In the wake of this shift, we are in a process of stripping all of the implied value out of the advice model Wall Street firm’s have been peddling for the last 30 years. Today, I Skype with clients, my files are in a dropbox I can access and share with clients from any computer in the world, including my iPad. I don’t spend one second of my day, appeasing my manager, attending another meeting about products I won’t ever use. And this is just the beginning of the shift that’s becoming a reality across the industry.

Another real example of the shift would be my blog, I heart Wall Street, which has given me an amazing outlet to communicate. All I needed to start was some imagination, basic computer coding skills, $6 a month for my domain name, and a wordpress account. As a result, I'm writing for Wealth Management, I've been quoted in a number of different languages from around the globe and garnered way more attention & affected more positive change than I ever could have working for my old firm.
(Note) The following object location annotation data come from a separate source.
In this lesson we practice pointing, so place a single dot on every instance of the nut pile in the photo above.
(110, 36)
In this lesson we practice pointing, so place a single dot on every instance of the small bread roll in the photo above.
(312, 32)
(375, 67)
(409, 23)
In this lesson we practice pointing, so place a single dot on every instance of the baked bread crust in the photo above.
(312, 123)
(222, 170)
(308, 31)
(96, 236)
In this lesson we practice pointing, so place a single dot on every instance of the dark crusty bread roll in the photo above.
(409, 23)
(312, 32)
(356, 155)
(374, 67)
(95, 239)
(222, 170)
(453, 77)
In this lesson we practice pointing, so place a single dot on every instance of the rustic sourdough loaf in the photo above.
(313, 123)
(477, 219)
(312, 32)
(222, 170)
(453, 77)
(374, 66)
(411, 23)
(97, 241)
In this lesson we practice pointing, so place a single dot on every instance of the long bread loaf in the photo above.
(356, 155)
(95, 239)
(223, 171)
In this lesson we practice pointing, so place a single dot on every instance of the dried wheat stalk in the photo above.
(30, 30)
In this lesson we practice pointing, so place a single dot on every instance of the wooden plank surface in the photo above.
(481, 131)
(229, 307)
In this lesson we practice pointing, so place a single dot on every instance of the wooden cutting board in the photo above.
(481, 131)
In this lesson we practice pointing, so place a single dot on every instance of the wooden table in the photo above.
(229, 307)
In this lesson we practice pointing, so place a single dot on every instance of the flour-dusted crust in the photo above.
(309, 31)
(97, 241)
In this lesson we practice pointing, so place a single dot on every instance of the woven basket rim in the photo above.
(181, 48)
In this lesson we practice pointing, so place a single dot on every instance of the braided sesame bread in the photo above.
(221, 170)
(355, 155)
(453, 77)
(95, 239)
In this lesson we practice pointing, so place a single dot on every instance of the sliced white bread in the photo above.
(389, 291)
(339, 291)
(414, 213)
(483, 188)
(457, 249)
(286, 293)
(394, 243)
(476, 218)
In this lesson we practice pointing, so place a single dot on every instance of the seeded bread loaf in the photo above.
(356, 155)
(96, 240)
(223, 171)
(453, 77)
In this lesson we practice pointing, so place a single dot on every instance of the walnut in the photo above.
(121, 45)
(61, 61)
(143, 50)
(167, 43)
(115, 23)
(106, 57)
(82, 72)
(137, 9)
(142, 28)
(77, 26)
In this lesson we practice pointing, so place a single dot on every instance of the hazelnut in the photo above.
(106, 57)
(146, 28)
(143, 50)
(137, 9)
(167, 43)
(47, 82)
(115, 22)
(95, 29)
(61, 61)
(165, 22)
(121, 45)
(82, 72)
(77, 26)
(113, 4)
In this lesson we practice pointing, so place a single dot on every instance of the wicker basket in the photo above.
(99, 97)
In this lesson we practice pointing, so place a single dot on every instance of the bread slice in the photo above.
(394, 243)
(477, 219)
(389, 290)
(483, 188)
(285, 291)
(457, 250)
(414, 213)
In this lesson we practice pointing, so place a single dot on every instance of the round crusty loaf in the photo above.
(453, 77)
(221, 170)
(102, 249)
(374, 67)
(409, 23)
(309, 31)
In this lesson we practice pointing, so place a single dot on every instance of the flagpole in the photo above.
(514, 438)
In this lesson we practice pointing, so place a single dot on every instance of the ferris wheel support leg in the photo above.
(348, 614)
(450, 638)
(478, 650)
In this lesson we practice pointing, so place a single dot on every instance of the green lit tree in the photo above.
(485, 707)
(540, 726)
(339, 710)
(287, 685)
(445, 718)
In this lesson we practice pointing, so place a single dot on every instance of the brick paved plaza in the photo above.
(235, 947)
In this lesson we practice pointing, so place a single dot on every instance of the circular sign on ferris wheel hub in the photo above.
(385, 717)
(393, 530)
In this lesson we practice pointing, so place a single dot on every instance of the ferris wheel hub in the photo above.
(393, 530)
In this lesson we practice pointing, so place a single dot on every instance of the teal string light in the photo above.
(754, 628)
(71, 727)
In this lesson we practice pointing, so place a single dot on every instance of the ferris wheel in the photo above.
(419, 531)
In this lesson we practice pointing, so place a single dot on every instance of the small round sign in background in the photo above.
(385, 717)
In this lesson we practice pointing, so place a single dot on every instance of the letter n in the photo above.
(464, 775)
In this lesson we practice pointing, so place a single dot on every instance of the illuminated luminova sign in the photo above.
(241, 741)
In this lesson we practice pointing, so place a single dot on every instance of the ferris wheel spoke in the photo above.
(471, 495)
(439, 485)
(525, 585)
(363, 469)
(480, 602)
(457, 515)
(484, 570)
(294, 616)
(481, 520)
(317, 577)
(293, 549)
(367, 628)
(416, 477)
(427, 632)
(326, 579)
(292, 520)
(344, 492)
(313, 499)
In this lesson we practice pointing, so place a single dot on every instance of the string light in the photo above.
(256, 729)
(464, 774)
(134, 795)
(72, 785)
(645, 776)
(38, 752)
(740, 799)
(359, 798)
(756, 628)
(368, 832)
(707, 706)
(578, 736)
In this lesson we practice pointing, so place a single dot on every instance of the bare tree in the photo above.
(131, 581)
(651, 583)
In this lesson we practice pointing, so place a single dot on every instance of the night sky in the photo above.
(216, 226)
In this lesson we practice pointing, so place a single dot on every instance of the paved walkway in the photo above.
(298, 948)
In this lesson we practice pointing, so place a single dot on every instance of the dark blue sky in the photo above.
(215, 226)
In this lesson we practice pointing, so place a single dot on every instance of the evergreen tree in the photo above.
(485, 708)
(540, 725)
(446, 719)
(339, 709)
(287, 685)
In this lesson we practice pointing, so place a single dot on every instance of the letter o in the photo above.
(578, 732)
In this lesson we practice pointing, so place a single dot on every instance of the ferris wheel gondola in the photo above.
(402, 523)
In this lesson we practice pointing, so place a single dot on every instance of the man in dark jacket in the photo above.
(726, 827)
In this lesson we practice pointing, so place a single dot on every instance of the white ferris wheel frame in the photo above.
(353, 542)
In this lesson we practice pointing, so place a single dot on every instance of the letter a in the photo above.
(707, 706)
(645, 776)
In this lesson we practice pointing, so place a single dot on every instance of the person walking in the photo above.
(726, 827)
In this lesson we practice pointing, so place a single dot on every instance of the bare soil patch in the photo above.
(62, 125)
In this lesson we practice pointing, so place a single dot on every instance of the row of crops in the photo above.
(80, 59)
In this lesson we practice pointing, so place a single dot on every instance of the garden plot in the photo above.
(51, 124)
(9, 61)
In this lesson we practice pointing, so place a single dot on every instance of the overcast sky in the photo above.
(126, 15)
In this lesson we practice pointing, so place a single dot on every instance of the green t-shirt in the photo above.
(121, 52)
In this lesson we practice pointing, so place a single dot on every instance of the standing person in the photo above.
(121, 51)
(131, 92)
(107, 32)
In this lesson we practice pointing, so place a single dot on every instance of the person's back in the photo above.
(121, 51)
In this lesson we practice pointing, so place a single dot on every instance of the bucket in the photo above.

And here’s the thing, this secular socially-connected shift has yet to be fully realized by the legacy firms. Real investment advice & content is valuable, but the margins they’ve come to count on are completely upside down if they are forced to truly compete with the oncoming wave of change. 

According to the Wall Street Journal, as of 2010, physical branches have grown by around 30% over the last decade to over 80,000 locations across the US for people's banking & investment needs. That's roughly 1600 branches per state, in a decade when the world is clearly moving more online. And there's a huge battle brewing for the $40 trillion dollars US investors are controlling. The price for advice, even good advice, is NOT going higher -- it's going lower. So ultimately, the legacy firms of Wall Street are going to be forced to choose who is going to take that hit: their advisors or the firm? Does anyone want to take some guesses on how this one plays out? Conveniently for the firms, most advisors won’t have a choice because of the flytrap nature of the bonus checks being dangled from the ceiling. 

As it is, I think the balance of power has shifted to smaller more geographically targeted independent firms who effectively tap into the powerful infrastructure the internet has to offer. So, the big question that remains for advisors is, what's your next move?

In my mind, this really is an exciting time to be alive.